As the MF s have their fund managers who are qualified and experienced specialists in the filed, they know the various parameters, analyse and review the signals received from market and from other sources, and plan their investment strategy accordingly to safeguard their company's interest and increase revenue and profits. By being a small part of the larger investment (by buying the mutual fund units), we also get the benefits and pay a small charge for those services. However as our direct investment is limited to the units, even when losses occur we do not get big shocks, as the same is spread among various investors. For the same reason, we may get only reduced returns than when we would have invested directly in stock market.

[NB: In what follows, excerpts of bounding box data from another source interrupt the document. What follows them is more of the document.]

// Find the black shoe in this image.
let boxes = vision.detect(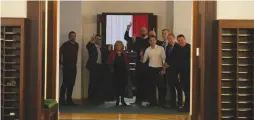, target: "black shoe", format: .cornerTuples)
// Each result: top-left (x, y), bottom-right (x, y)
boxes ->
(67, 98), (76, 105)
(178, 106), (189, 112)
(121, 101), (128, 106)
(59, 97), (66, 105)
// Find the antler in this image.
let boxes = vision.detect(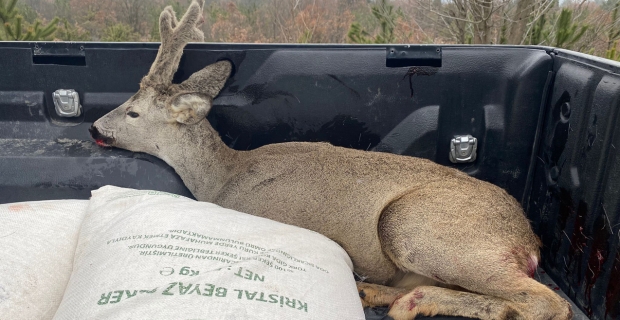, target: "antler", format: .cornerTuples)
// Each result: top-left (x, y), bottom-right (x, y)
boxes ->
(140, 0), (204, 87)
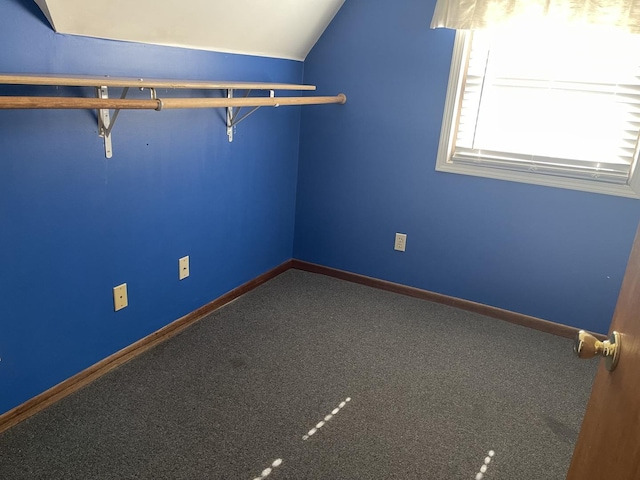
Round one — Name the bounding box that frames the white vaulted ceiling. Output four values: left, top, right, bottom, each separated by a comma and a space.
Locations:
35, 0, 344, 60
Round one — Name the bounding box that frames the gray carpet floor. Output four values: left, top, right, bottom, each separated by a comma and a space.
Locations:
0, 270, 597, 480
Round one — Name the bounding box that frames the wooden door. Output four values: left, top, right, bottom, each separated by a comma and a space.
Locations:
567, 228, 640, 480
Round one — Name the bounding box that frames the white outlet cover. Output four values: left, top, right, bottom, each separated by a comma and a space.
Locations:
178, 255, 189, 280
113, 283, 129, 312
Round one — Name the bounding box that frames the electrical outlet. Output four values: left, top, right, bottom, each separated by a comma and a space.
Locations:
178, 255, 189, 280
393, 233, 407, 252
113, 283, 129, 312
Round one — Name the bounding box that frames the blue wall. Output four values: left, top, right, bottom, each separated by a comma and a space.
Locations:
0, 0, 302, 413
294, 0, 640, 332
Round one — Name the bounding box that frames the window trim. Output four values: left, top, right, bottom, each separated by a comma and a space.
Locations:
436, 30, 640, 198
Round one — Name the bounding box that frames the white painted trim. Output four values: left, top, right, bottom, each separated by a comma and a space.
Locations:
436, 30, 640, 198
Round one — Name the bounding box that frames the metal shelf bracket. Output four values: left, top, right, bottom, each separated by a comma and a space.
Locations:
97, 87, 130, 158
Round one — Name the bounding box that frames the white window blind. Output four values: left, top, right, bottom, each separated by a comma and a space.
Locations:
448, 30, 640, 184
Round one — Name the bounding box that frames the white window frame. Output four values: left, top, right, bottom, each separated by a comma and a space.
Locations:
436, 30, 640, 198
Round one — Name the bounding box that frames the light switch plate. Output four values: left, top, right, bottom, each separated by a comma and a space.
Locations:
113, 283, 129, 312
393, 233, 407, 252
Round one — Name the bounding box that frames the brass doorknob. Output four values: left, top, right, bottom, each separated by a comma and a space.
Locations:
573, 330, 620, 372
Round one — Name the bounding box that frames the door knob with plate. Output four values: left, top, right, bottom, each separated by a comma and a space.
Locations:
573, 330, 620, 372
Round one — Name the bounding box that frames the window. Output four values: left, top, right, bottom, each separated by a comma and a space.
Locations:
436, 29, 640, 198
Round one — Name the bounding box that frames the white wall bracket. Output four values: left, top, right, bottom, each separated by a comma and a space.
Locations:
227, 90, 280, 142
97, 87, 131, 158
96, 87, 113, 158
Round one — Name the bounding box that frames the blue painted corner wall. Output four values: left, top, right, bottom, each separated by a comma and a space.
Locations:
294, 0, 640, 333
0, 0, 303, 413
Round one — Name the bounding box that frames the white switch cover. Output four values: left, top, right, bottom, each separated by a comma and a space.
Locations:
178, 255, 189, 280
393, 233, 407, 252
113, 283, 129, 312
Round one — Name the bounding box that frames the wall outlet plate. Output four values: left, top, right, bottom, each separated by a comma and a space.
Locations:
393, 233, 407, 252
113, 283, 129, 312
178, 255, 189, 280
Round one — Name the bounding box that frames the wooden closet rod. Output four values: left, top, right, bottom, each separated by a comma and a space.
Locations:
0, 93, 347, 110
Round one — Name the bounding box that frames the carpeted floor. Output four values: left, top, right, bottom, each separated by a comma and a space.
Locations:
0, 270, 597, 480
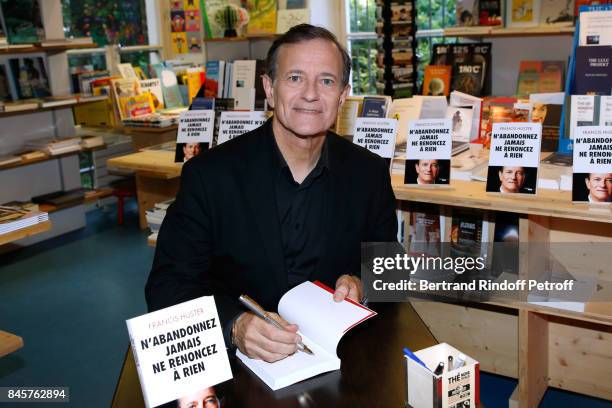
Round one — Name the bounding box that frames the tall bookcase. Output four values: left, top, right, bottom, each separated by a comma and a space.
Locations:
393, 180, 612, 407
0, 0, 85, 246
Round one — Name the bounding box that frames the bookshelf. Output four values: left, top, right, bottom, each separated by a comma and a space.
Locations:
400, 182, 612, 407
0, 42, 96, 55
0, 0, 96, 246
0, 221, 51, 245
444, 26, 574, 38
204, 34, 278, 43
0, 95, 107, 118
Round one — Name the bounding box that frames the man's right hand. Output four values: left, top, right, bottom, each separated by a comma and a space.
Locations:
232, 312, 302, 363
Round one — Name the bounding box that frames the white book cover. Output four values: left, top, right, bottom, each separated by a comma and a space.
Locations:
446, 106, 474, 143
126, 296, 232, 408
236, 282, 376, 390
579, 10, 612, 46
570, 95, 600, 140
404, 119, 452, 187
388, 98, 423, 145
353, 118, 397, 164
572, 126, 612, 205
233, 88, 255, 111
217, 111, 267, 145
138, 78, 164, 110
486, 122, 542, 194
335, 96, 363, 136
231, 60, 257, 99
176, 110, 215, 143
540, 0, 574, 27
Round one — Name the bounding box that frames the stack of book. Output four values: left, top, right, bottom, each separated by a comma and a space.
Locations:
0, 206, 49, 235
26, 137, 81, 156
146, 198, 174, 238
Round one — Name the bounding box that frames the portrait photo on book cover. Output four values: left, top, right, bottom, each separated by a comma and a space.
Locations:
174, 143, 209, 163
572, 173, 612, 204
487, 166, 538, 194
404, 159, 450, 185
175, 387, 227, 408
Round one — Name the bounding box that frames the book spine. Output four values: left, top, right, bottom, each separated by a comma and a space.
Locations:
125, 320, 152, 408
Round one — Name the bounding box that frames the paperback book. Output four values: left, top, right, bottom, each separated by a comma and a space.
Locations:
236, 282, 376, 391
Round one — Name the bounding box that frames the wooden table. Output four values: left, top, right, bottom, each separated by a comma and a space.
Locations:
0, 221, 51, 245
112, 303, 437, 408
0, 330, 23, 357
107, 150, 183, 229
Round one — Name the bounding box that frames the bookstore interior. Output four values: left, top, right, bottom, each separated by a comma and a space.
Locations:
0, 0, 612, 408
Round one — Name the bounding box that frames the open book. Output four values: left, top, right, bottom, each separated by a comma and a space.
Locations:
236, 282, 376, 390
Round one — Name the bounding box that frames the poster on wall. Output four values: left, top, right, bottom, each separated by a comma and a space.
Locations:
170, 0, 202, 54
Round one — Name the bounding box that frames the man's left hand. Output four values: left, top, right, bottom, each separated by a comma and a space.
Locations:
334, 275, 363, 302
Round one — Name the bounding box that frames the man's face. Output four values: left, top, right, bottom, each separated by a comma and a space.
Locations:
585, 173, 612, 203
531, 103, 548, 123
178, 387, 219, 408
263, 39, 350, 138
415, 160, 440, 184
499, 167, 525, 193
183, 143, 200, 161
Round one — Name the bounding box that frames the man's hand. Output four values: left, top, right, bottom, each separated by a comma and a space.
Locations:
334, 275, 363, 302
232, 312, 302, 363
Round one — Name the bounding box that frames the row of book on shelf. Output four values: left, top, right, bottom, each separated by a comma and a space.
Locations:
0, 135, 104, 168
161, 88, 612, 203
73, 56, 265, 127
455, 0, 609, 27
375, 0, 416, 98
0, 202, 49, 235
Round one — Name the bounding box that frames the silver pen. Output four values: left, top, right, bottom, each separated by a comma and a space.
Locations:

To have some good return one should stay invested for a reasonable long term. The stock market may fluctuate every day, week after week. But as retail investors in MF, one should not panic or react to every change in the market price. Short term evaluation may not reflect the real performance. The rate of CAGR for a long period may give some trend or signal about the fund performance. If the long period (say 5 yrs) CAGR rate is more than the bank deposit rates by a few percentage points, and real return is more than the inflation rate then that can be held on.
Value MF are seen to deliver better performance in long term. So you may wait for some more time to take a quit/swap decision.
If you don't feel confident, further investments you may invest in other funds or other category funds of the same fund house.